Considering the decades he has spent living in Oregon, not to mention his
contributions to protecting Oregon’s environment, Matthews’ answer makes sense. It can be tough for an Oregon transplant, even one with as much love as he has demonstrated for the state, to admit he wasn’t born here.
A native Californian who spent most of his formative years in Hawaii, Matthews moved to Oregon to study oceanography at Oregon State University.
“Growing up in Hawaii, I became interested in the environment because I was outside all the time,” Matthews said.
One particular endeavor steered Matthews’ path away from his plans for a career in oceanography. In 1970, while attending OSU, Matthews volunteered to participate in events related to the first Earth Day, including a recycling demonstration project.
“It was an overwhelming success,” Matthews recalled. “It was remarkable how people brought in garbage to turn it into a resource that helps the environment.”
However, as the end of the semester rolled around and students started leaving for the summer, the momentum waned. For Matthews, it was unacceptable.
“We can’t stop now,” he remembers saying. “This is too good to stop.”
As a result, Matthews was left “holding the proverbial bag,” a bag he has held ever since.
“There’s a reason why I stuck with recycling,” Matthews said. “It is an opportunity to do something good for the environment and recycling is a great tool—a seductive way of getting people involved.”
Like today, many youth of that era were the “converts” and took what they learned about recycling home.

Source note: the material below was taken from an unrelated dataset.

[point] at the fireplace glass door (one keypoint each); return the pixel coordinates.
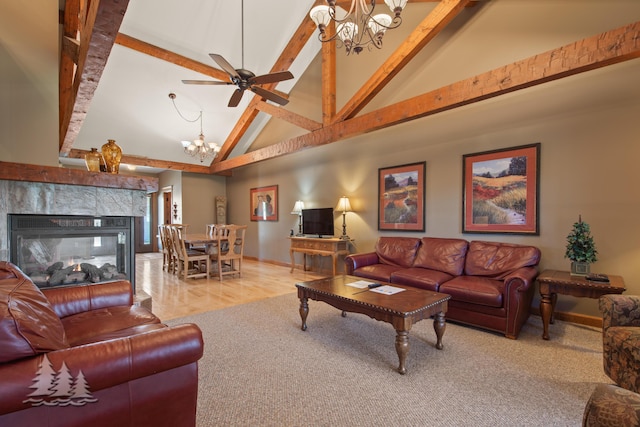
(71, 250)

Eventually, government decided to make it easier for people to recycle by allowing co-mingling of different recyclable products. Matthews admits some resistance to the idea of co-mingling, however “The increase in participation more than made up for the increase in effort.”

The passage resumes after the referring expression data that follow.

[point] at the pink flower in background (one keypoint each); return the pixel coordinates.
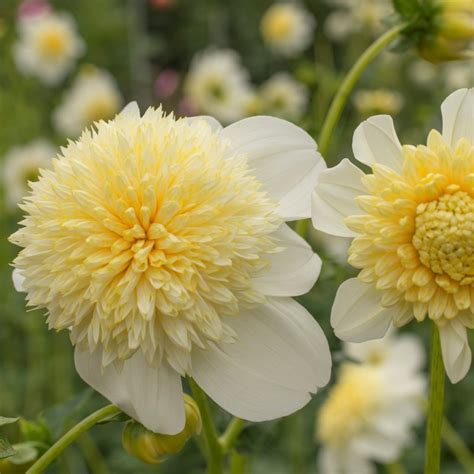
(166, 83)
(30, 8)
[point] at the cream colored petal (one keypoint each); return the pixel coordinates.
(456, 351)
(334, 198)
(293, 271)
(279, 357)
(458, 116)
(375, 141)
(151, 396)
(283, 157)
(357, 314)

While working for a private recycling company in the early 1970s, Matthews met Sally Gearhart, founder of what was then called Garten Foundation. Gearhart’s dream was to find meaningful work for people with disabilities and Matthews saw a possibility that has grown into what is known today as Garten Services.

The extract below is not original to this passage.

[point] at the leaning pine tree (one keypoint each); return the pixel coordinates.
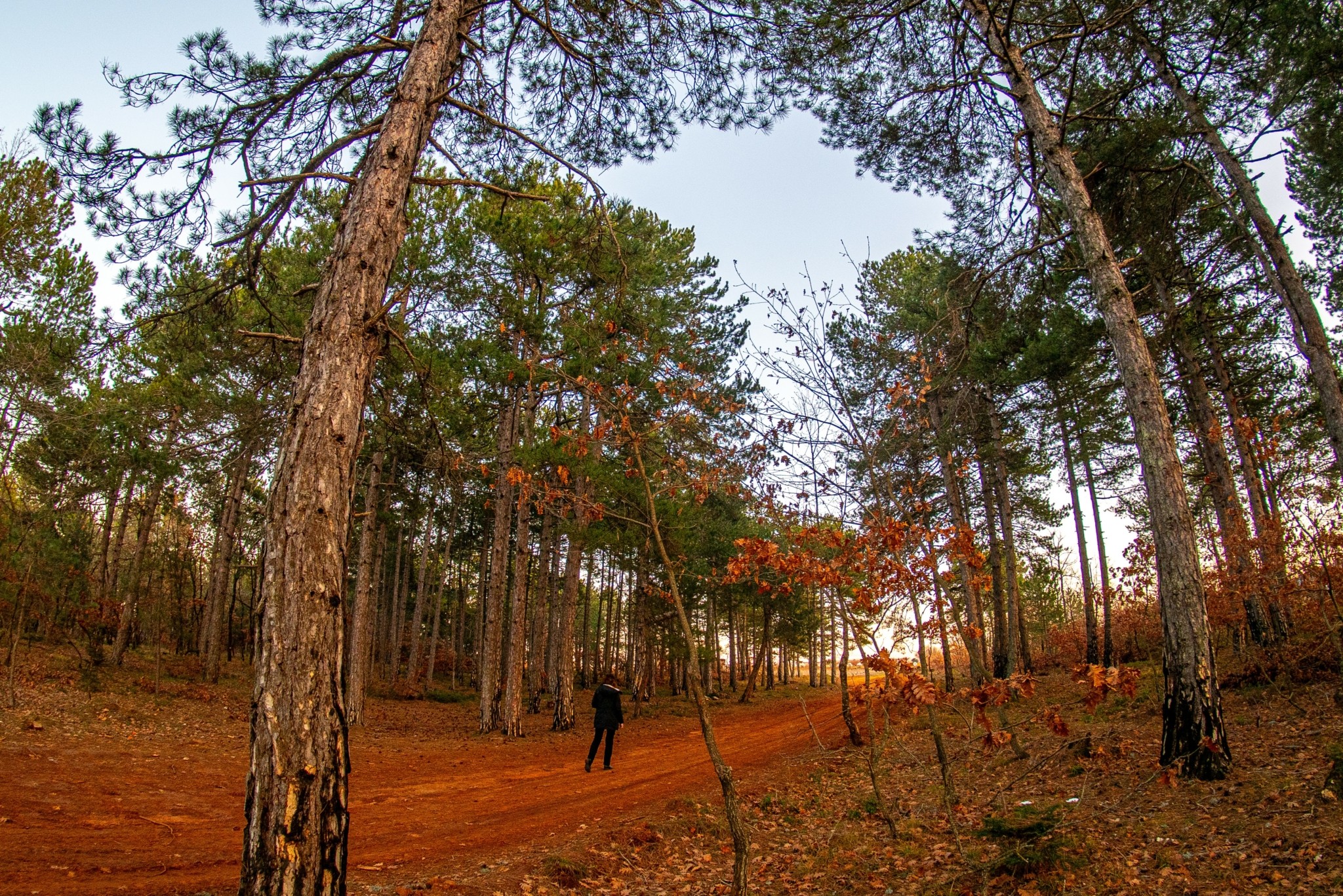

He’s been with the Garten for 33 years and serves as its sustainability coordinator and recycling advisor.
“I was able to promote things I felt important in the physical environment, while at the same time realizing a potential human resource that wasn’t being recognized or appreciated,” Matthews said.
Proud of Oregon’s efforts to recycle, Matthews notes that the state was the first in the country to re-tool industry for recycling purposes. Matthews’ focus is now on sustainability; he recently received a certificate of completion in sustainability leadership from the University of Oregon.
“We have the 3 Rs of recycling: reduce, reuse, recycle,” Matthews explained. “Now we have the 3 Es of sustainability: environment, economy, and equity (the social fairness of a transaction). Ultimately, sustainability is about not borrowing from the future to satisfy our desires today.”
Looking back on all Oregon’s accomplishments in the realm of recycling, Matthews is overcome with pride.
“It has been fun to be a part of helping make Oregon the No. 1 recycling state in the country – and keep it there,” he said.